One of the more contentious political episodes of the past week has been an ad run by a pro-Obama PAC making the claim that as CEO of Bain Capital, Mitt Romney killed a man's wife.
Of course, the ad doesn't quite say that. The explicit point of the ad is to show that Romney was a heartless corporate vulture. The implicit point, however, was to implicate Romney in the death of a man's wife because when Bain closed a steel plant, the man lost his health insurance. His wife began to feel ill, but said nothing because they wouldn't be able to pay the bills without insurance, and by the time she finally went to a doctor she had stage four cancer.
But Mitt Romney no more caused the death of this man's wife than someone causes an auto accident because they were late leaving the house and got rear-ended going through a particular intersection five minutes later than they otherwise would have.
Regardless, Romney spokesperson Andrea Saul added to the obtuseness of the whole Romney campaign by saying, "Well, if people had been in Massachusetts they would have had health care."
If Mitt Romney was campaigning for the good of his country and to change the status quo this would be a golden opportunity to change the narrative from Romney as a heartless corporate vulture to Obama as a hypocrite.
But as The Atlantic's Conor Friedersdorf mentions, it's really inexplicable for Obama supporters to harangue anyone for being responsible for another's death:
"It would be nice if Obama defenders could respond that he's done everything in his power to minimize civilian casualties, but that isn't true. Drones that fire missiles, then sometimes fire again when rescuers rush to the scene, or when funerals are held, does not minimize civilian casualties. When a drone program defines 'all military-age males in a strike zone as combatants, according to several administration officials, unless there is explicit intelligence posthumously proving them innocent,' the effect is not to minimize civilian casualties, but to maximize the cover the United States has to kill people without raising alarm from outside observers.Do Obama supporters who cheered this anti-Romney ad understand the sort of commercial that grieving family members of this 16-year-old American boy killed in a CIA drone strike could make?"
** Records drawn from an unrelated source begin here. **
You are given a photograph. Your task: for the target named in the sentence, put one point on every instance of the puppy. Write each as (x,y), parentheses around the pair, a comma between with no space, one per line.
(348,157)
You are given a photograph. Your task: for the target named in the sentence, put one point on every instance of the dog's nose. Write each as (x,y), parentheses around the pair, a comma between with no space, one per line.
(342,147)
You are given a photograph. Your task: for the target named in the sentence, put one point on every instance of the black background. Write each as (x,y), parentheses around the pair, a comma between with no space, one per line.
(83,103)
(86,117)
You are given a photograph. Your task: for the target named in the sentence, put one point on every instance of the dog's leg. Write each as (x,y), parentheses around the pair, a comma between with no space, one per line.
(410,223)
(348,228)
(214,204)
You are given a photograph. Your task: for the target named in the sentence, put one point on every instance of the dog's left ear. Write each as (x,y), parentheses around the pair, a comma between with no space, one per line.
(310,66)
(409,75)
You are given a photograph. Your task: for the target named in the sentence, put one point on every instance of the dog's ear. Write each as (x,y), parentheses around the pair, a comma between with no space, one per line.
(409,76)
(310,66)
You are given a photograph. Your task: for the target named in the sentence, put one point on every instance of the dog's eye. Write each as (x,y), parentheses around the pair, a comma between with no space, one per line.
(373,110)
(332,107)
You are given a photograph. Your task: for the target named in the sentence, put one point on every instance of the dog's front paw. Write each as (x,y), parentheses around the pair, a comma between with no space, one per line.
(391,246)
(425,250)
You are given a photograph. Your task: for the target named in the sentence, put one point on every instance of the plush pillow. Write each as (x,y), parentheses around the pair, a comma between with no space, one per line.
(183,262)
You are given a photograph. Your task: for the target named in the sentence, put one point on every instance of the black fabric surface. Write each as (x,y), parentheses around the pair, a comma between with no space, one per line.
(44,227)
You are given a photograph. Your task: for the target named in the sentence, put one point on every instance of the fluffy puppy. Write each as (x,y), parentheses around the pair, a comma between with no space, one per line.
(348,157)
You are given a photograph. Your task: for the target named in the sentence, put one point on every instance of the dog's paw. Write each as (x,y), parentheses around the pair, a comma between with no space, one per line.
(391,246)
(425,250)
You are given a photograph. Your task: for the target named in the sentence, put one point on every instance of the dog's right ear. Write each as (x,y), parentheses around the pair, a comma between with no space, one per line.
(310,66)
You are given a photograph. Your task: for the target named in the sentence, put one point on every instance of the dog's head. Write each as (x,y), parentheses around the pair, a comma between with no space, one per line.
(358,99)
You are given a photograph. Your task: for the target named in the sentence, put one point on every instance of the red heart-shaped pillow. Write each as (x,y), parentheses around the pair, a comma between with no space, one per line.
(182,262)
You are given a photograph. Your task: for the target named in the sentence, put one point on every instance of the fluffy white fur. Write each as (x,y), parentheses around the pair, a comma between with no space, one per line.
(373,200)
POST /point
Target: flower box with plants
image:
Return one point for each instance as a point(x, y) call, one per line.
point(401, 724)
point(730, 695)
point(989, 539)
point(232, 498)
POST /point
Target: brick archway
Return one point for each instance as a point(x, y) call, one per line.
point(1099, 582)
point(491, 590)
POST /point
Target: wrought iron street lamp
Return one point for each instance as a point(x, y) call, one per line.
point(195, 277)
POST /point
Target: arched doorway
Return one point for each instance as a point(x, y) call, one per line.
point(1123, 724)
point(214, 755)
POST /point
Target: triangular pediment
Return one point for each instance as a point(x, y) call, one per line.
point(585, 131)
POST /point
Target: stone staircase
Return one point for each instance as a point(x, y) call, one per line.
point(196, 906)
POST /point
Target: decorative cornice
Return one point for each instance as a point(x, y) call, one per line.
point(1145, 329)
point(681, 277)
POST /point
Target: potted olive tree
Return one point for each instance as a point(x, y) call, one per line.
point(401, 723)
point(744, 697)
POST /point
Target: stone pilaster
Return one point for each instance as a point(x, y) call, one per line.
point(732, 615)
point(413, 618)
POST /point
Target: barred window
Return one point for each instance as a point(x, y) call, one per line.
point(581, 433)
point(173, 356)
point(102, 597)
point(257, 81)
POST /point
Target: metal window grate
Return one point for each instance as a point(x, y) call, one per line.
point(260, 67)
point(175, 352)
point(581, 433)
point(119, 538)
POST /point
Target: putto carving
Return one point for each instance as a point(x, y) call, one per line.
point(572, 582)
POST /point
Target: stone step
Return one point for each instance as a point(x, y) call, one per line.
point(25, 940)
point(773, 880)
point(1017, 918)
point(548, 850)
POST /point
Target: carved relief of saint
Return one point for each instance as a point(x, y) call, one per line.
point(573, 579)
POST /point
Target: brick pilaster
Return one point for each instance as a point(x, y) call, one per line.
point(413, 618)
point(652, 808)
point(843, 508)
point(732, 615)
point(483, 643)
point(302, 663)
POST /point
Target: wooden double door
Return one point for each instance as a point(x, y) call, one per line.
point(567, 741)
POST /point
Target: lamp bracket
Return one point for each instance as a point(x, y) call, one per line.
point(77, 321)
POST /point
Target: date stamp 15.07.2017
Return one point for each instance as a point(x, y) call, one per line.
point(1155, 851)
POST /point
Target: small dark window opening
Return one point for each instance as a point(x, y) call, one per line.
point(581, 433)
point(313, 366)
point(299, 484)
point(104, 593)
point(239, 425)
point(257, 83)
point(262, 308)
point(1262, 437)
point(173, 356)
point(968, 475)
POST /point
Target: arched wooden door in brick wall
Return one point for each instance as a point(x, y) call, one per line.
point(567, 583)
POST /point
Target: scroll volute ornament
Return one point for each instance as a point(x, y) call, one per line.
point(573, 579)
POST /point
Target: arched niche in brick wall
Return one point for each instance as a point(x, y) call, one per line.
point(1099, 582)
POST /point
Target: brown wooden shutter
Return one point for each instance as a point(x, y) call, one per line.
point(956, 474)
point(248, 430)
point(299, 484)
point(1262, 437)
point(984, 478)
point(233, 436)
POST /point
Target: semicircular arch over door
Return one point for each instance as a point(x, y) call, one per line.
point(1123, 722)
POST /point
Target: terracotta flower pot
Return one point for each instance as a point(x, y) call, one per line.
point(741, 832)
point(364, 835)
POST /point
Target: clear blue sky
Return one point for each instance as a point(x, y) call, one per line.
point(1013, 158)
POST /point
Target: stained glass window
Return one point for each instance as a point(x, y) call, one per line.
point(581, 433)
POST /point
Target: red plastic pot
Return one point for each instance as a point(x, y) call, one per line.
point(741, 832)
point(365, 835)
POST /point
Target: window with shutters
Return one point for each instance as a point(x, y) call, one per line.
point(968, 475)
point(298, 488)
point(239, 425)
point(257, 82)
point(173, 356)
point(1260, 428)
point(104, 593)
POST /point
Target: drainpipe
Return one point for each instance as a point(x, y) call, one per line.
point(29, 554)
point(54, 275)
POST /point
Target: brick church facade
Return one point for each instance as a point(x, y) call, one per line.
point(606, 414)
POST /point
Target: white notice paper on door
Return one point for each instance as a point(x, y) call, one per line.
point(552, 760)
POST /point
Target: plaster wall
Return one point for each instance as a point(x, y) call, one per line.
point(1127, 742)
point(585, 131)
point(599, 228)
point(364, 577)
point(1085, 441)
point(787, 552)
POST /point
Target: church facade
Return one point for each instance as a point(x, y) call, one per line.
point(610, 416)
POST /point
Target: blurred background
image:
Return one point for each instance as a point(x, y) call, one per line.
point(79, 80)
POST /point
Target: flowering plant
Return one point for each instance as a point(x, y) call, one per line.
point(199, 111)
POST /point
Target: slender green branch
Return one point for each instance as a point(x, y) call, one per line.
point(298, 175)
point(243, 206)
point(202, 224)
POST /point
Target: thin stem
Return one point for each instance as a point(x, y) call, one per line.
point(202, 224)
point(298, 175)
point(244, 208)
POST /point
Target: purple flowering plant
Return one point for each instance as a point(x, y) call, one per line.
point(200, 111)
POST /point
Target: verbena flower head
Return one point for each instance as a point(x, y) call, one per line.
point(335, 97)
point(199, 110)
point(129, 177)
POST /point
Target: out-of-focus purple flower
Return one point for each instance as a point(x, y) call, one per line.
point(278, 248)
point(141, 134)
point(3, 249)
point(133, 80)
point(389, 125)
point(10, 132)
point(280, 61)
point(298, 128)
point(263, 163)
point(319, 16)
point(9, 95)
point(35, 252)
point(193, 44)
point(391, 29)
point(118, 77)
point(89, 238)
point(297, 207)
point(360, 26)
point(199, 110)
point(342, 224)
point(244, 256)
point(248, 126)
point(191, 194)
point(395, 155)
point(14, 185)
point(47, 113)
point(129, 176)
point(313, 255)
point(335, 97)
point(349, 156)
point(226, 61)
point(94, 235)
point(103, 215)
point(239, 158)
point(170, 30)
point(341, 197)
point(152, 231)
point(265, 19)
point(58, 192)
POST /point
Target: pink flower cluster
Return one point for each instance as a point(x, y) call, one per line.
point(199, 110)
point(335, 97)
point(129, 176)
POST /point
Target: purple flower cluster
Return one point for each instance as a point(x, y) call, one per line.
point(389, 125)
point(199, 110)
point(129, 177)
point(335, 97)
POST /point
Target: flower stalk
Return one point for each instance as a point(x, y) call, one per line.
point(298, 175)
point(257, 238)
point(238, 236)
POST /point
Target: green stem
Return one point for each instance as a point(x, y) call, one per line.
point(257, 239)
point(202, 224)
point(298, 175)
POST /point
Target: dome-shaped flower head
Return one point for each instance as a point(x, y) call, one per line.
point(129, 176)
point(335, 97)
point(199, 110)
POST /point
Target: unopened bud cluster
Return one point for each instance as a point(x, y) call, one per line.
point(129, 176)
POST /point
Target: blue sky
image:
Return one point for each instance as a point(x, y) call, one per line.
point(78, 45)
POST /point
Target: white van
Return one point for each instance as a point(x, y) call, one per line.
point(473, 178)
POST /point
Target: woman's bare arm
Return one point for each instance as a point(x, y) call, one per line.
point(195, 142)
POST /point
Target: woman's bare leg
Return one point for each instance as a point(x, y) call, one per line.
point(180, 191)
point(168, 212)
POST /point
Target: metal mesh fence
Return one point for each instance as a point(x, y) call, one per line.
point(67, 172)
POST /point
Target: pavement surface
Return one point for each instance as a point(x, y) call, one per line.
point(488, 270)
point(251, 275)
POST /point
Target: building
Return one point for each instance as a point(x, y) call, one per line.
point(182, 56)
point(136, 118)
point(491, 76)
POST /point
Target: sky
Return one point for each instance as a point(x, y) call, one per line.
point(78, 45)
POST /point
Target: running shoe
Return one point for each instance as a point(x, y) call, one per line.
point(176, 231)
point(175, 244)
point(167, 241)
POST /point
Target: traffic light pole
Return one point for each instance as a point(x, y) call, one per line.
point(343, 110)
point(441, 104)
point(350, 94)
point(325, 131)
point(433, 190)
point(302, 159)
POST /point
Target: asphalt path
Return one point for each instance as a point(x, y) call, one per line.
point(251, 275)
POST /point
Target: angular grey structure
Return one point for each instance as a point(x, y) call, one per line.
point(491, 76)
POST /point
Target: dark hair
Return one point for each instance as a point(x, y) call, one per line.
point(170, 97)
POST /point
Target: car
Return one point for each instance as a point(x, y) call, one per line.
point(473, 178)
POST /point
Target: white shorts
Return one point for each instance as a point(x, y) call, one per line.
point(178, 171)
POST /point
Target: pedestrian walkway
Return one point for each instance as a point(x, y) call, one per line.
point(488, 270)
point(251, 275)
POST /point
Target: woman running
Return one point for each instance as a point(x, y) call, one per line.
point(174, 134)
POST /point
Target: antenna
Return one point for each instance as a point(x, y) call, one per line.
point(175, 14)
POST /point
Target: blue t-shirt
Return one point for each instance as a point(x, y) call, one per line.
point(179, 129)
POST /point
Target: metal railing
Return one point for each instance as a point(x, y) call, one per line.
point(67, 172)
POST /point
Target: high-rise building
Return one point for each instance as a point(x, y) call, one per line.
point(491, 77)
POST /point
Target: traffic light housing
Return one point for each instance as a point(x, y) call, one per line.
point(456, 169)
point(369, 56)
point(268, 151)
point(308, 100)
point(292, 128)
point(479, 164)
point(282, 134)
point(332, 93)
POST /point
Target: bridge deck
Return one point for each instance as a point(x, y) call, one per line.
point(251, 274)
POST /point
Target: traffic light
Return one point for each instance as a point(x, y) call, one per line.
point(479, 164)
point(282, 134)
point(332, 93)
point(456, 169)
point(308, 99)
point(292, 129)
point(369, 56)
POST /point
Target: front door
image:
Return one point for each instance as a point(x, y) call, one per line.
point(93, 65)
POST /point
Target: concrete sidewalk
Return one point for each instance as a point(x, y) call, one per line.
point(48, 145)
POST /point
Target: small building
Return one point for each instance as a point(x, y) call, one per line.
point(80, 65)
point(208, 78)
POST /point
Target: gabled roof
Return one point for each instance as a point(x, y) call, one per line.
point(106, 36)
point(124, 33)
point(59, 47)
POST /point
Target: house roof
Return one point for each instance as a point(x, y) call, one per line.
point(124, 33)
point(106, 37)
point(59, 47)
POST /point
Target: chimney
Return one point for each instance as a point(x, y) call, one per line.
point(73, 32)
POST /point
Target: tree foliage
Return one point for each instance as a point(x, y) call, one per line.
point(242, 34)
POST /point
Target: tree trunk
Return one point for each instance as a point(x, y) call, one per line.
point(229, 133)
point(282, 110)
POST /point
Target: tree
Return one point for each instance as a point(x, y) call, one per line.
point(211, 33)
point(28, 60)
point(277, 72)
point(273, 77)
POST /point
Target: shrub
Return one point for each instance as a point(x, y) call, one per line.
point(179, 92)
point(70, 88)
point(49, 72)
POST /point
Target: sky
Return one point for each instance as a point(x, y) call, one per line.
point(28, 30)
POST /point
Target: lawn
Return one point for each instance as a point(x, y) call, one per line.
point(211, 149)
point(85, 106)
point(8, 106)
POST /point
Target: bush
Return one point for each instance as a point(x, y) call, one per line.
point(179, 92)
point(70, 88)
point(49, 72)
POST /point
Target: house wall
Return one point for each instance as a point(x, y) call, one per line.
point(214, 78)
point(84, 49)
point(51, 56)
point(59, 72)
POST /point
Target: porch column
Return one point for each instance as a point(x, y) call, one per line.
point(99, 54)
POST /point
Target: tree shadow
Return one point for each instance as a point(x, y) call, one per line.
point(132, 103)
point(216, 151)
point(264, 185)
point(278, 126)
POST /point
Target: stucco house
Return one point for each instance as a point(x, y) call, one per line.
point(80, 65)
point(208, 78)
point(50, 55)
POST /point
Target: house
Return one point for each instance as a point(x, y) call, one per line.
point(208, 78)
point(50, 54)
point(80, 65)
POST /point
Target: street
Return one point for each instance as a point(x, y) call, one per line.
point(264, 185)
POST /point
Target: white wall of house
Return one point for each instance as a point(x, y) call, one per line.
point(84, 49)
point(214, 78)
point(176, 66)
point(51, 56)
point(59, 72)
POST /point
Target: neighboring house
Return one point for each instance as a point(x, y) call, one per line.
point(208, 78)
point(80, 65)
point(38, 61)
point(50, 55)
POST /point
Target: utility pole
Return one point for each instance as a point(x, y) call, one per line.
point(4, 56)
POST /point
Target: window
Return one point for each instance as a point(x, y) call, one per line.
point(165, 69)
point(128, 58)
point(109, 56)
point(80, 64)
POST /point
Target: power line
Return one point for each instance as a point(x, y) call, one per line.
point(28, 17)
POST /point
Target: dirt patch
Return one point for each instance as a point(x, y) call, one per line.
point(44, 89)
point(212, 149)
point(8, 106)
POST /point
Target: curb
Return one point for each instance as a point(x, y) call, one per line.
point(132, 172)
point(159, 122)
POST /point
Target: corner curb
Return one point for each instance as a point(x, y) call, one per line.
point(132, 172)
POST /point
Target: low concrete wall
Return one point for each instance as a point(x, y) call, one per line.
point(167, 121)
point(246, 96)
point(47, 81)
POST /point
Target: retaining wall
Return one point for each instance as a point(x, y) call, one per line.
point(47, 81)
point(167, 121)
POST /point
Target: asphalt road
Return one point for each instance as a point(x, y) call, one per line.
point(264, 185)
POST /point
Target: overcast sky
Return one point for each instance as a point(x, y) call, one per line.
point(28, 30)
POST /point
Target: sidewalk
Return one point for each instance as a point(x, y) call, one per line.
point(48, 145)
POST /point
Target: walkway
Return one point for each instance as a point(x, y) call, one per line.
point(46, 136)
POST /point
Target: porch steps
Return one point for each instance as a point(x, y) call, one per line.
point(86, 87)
The "16-year-old American boy," of course, was the son of Anwar al-Awlaki, the American citizen informally accused of conspiring with Al Qaeda in Yemen. Neither were formally charged with anything, but both were killed in independent drone strikes.
Unfortunately, the Romney campaign never brought up this point. Instead, their initial recourse was not to carefully condemn the implicit message, but point out the benefits of RomneyCare! However one might interpret Romney's time at Bain, it is indisputable that President Obama has done more to actually kill people through his executive orders and use of drones, a power that includes the president's assumed right to kill anyone, even an American citizen, anywhere in the world, without charges or trial.
If the Romney campaign's befuddled reaction was simple incompetence that would be one thing. But the real reason they've made no issue of this is because Romney has made no indication he would rebuff this power. Rather, when the opportunity came up in a Republican debate months ago, Romney suddenly gave Obama the benefit of the doubt saying, "I don't believe he's going to abuse" the power to assassinate.
The campaign's reluctance to raise this issue is not only fecklessness, but a sign that they have nothing better to offer. In other words, the Romney campaign's message to voters is the Obama Administration has failed, but Romney could do a better job executing the exact same agenda.